Die chinesische Wirtschaft wurde von der Null-Covid-Strategie der Pandemiekontrolle allerdings stark in Mitleidenschaft gezogen, weswegen die Menschen im Hinblick auf die Zukunft ihres Landes zunehmend pessimistisch sind.

Für Chinas Wirtschaft hat die Null-Covid-Strategie einen hohen Preis:
*Industrieproduktion minus 2,9 % im April verglichen mit April 2021
*Einzelhandelsumsatz um 11,1 % geschrumpft (entgegen einem geschätzten Minus von 6,6 %)
*Arbeitslosenquote auf 6,1 % gestiegen, Jugendarbeitslosigkeit auf Rekordhöhe via @JDMayger

Beim Treffen des Ständigen Ausschusses des Politbüros der KP wurde ein Konjunkturprogramm verabschiedet und das Wall Street Journal berichtete am 11. Mai 2022, dass Ministerpräsident Li Keqiang ins Zentrum des Geschehens zurückgekehrt ist, um Chinas wirtschaftliche Probleme zu lösen, nachdem er jahrelang hinter den Kulissen wartend ausgeharrt hatte.

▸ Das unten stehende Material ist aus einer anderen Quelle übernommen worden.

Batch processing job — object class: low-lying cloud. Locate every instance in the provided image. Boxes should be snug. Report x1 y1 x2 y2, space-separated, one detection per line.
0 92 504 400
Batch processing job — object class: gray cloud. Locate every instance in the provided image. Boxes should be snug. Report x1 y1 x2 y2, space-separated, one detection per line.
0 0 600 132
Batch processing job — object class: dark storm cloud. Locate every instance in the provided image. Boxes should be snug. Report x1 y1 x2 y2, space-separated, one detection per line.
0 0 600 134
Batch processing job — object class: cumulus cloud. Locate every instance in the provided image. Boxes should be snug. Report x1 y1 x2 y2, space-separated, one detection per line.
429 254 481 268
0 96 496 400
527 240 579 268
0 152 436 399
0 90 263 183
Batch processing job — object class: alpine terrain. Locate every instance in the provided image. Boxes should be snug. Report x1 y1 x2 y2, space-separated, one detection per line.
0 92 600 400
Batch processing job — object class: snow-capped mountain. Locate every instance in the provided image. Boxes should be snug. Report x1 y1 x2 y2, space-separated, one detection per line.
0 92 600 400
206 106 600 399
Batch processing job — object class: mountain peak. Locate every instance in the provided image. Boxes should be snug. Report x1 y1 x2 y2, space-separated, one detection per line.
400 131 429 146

Beobachter*innen der chinesischen Medien nahmen außerdem zur Kenntnis, dass auf den Titelseiten sowohl der Nachrichtenagentur Xinhua als auch der englischsprachigen Tageszeitung China Daily seit einiger Zeit andere führende Politiker Chinas, einschließlich Li Keqiang, Wang Yang (Vorsitzender der Politischen Konsultativkonferenz des chinesischen Volkes ) und Li Zhanshu (Vorsitzender des Ständigen Ausschusses des Nationalen Volkskongresses), eine zentrale Rolle spielen, während Xi in den Schlagzeilen der Medien weniger präsent ist.

Das China Media Project (CMP), ein Hongkonger Forschungsprogramm über Entwicklungen in Chinas Medienlandschaft, hat Xis Abwesenheit auf den Titelseiten der Zeitung China Daily genau mitverfolgt:

Die heutige Titelseite der Volkszeitung People’s Daily ist in diesem Monat bereits die fünfte ohne Xi Jinping oder einem Titel („Generalsekretär“) in einer Schlagzeile. Dies gilt als Mindeststandard, ab dem Xis Abwesenheit als ungewöhnlich einzustufen ist. Bleiben Sie dran! Der Mai hat noch eine Woche.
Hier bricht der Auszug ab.